Jeremiah Poutasi

Profile
- Position: Offensive lineman

Personal information
- Born: August 7, 1994 (age 31) Daly City, California, U.S.
- Listed height: 6 ft 5 in (1.96 m)
- Listed weight: 330 lb (150 kg)

Career information
- High school: Desert Pines (Las Vegas, Nevada)
- College: Utah
- NFL draft: 2015 (3rd round, 66th overall pick)

Career history
- Tennessee Titans (2015); Jacksonville Jaguars (2016–2017); Los Angeles Rams (2017)*; Denver Broncos (2017–2018)*; Salt Lake Stallions (2019); Arizona Cardinals (2019)*; Las Vegas Raiders (2021)*; Saskatchewan Roughriders (2023)*;
- * Offseason or practice squad member only

Awards and highlights
- Second-team All-Pac-12 (2014);

Career NFL statistics
- Games played: 12
- Games started: 8
- Stats at Pro Football Reference

= Jeremiah Poutasi =

American football player (born 1994)

Cedrick Jeremiah Poutasi (born August 7, 1994) is an American professional football offensive lineman. He played college football at Utah.

==Early life==
Poutasi attended Desert Pines High School in Las Vegas, Nevada. He was rated by Rivals.com as a four-star recruit. He committed to the University of Utah to play college football.

==College career==
Poutasi attended Utah from 2012 to 2014. He took over as a starter his freshman season and remained a starter through his junior season.

After his junior season, Poutasi entered the 2015 NFL draft.

==Professional career==
===Tennessee Titans===
Poutasi was selected with the 66th overall pick in the third round of the 2015 NFL Draft by the Tennessee Titans. On September 2, 2016, he was released by the Titans as part of final roster cuts.

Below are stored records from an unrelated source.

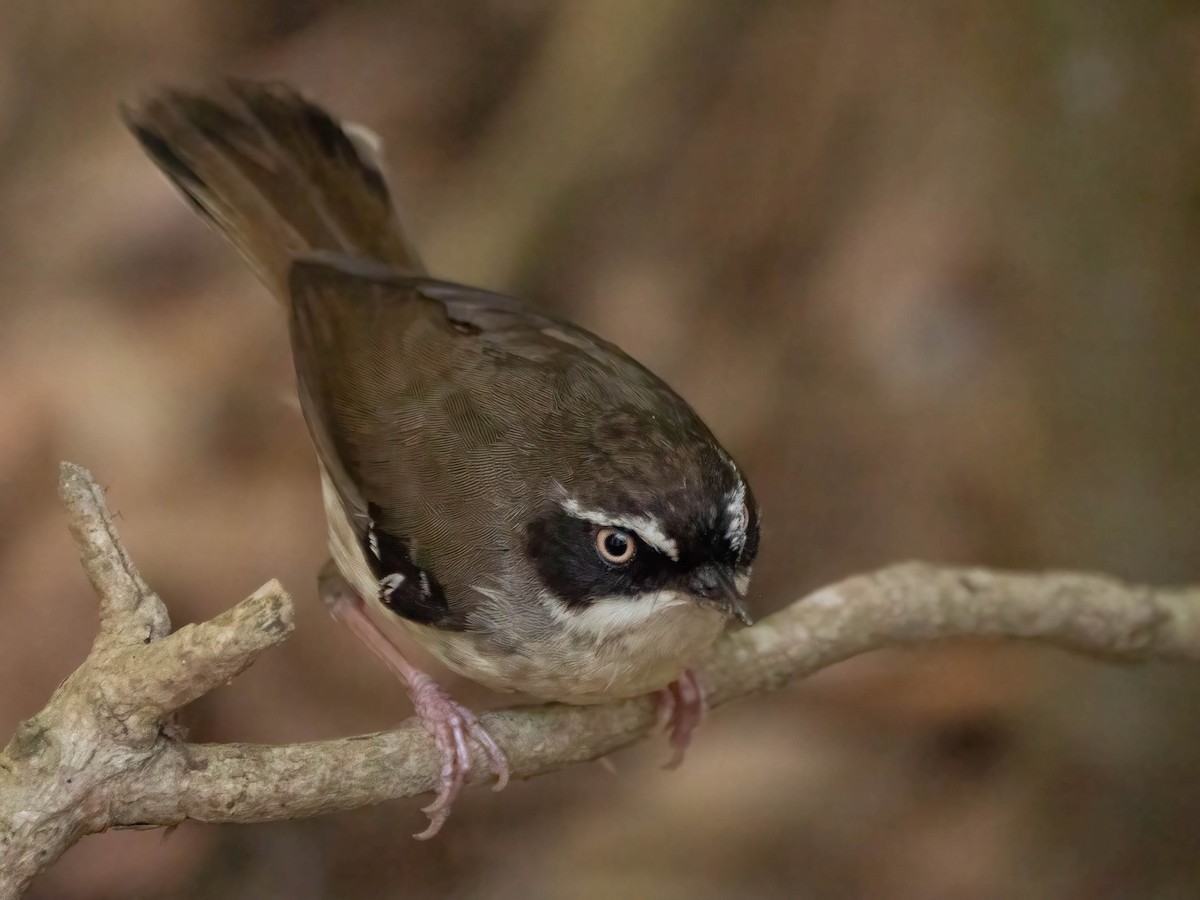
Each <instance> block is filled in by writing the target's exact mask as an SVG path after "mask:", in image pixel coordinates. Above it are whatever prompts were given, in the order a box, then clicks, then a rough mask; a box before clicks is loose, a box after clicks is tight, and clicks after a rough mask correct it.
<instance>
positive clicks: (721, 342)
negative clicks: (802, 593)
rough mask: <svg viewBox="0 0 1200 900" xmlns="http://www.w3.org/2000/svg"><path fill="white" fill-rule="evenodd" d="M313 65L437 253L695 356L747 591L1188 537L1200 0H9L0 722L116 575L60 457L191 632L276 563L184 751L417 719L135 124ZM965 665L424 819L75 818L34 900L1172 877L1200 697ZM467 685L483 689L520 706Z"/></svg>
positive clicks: (250, 313)
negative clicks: (67, 519)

===Jacksonville Jaguars===
On September 5, 2016, Poutasi was signed to the practice squad of the Jacksonville Jaguars. He was promoted to the active roster on November 18, 2016. He was placed on injured reserve on December 20, 2016, after suffering an ankle injury in Week 15.

On September 3, 2017, Poutasi was waived by the Jaguars and was re-signed to the practice squad. He was released on September 20, 2017.

===Los Angeles Rams===
On November 15, 2017, Poutasi was signed to the Los Angeles Rams' practice squad, but was released six days later.

===Denver Broncos===
On December 5, 2017, Poutasi was signed to the Denver Broncos' practice squad. He signed a reserve/future contract with the Broncos on January 1, 2018.

On September 1, 2018, Poutasi was waived by the Broncos.

===Salt Lake Stallions===
In January 2019, Poutasi joined the Salt Lake Stallions of the Alliance of American Football (AAF).

===Arizona Cardinals===
After the AAF suspended football operations, Poutasi signed with the Arizona Cardinals on April 8, 2019, but was waived a week later.

===The Spring League===
Poutasi was selected by the Jousters of The Spring League during its player selection draft on October 11, 2020.

===Las Vegas Raiders===
On August 4, 2021, Poutasi signed with the Las Vegas Raiders. He was waived on August 31, 2021, and re-signed to the practice squad the next day. After the Raiders were eliminated in the 2021 Wild Card round of the playoffs, he signed a reserve/future contract on January 17, 2022. He was waived on February 28, 2022.

===Saskatchewan Roughriders===
On November 24, 2022, Poutasi signed with the Saskatchewan Roughriders of the Canadian Football League (CFL). He was placed on the reserve/suspended list on May 14, 2023, and remained there until February 11, 2025, when he became a free agent at the end of his CFL contract.